Seguindo o mesmo raciocínio, seria incoerente reconhecer a submissão da LIA aos agentes que exercem cargos "por eleição" ou por "mandato", e ao mesmo tempo afastar os atos supostamente praticados pelos que exercem funções legislativa e jurisdicional.
Entendo ser a Lei de Improbidade Administrativa aplicável para responsabilizar os atos praticados na função administrativa, sejam os praticados por agentes públicos, bem como por particulares, nas funções legislativa ou jurisdicional, desde que tais condutas se enquadrem nos tipos previstos nos seus arts. 9º e seguintes.
CONCLUSÃO
O STJ deu mais um importante passo, com o fim de consolidar o entendimento em direção à efetiva aplicação da Lei de Improbidade Administrativa aos atos ímprobos praticados pelos agentes políticos.
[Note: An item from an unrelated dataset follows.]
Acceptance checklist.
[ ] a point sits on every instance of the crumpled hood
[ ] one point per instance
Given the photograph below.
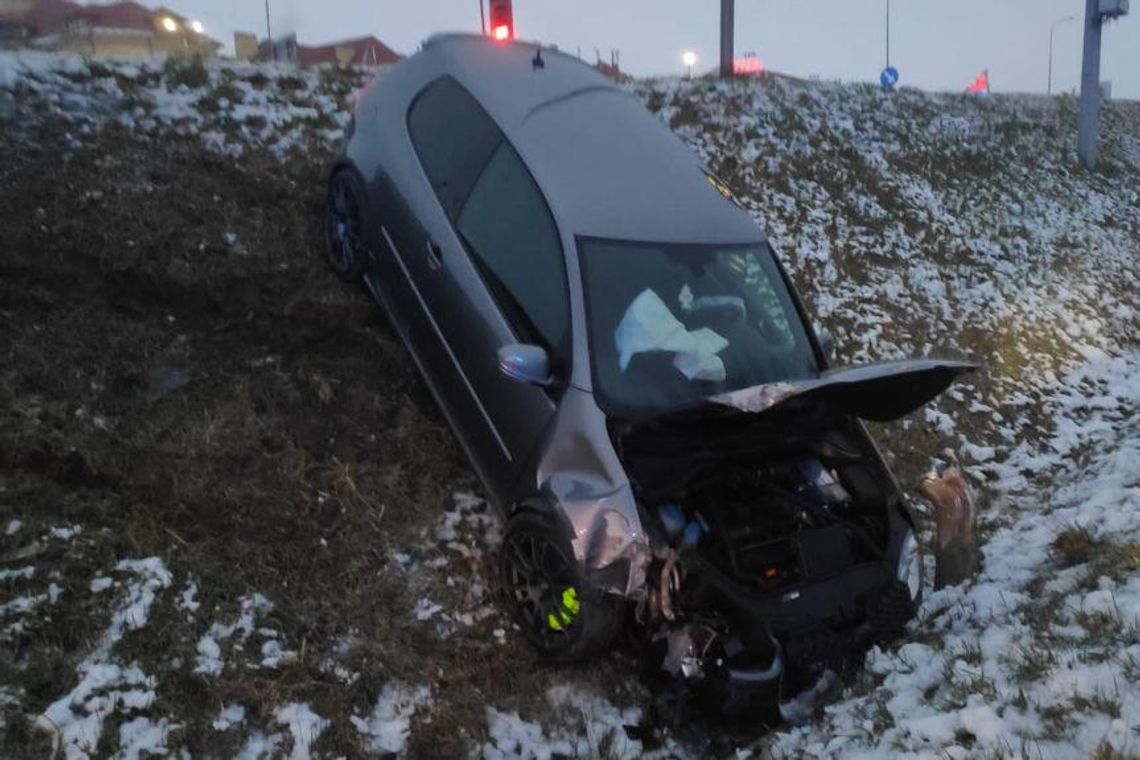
(878, 392)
Num primeiro momento, ratificou o entendimento doutrinário da não isenção do agente político das sanções presentes na LIA, salvo a aplicação de perda do cargo e de restrições aos direitos políticos.
A inovação recente do STJ, em favor da sociedade, é que o agente político também responde, mesmo que durante o exercício das funções legislativa e judiciária, caso pratique condutas tipificadas na LIA. Adotar entendimento contrário seria retroceder na busca pela maior efetividade dos instrumentos de controle da probidade.
Notas
[1] Artigos 9°, 10 e 11 da lei 8429/1992, por exemplo.
[2] OLIVEIRA, Rafael. Curso de Direito Administrativo. Rio de Janeiro: Gen Método, 2015
[3] Reclamação 2138/DF.
[4] Com base nessa tese, um juiz de 1º grau poderia condenar o Presidente da República.
[5] REsp 1034511/CE, Rel. Ministra ELIANA CALMON, SEGUNDA TURMA, julgado em 01/09/2009, DJe 22/09/2009.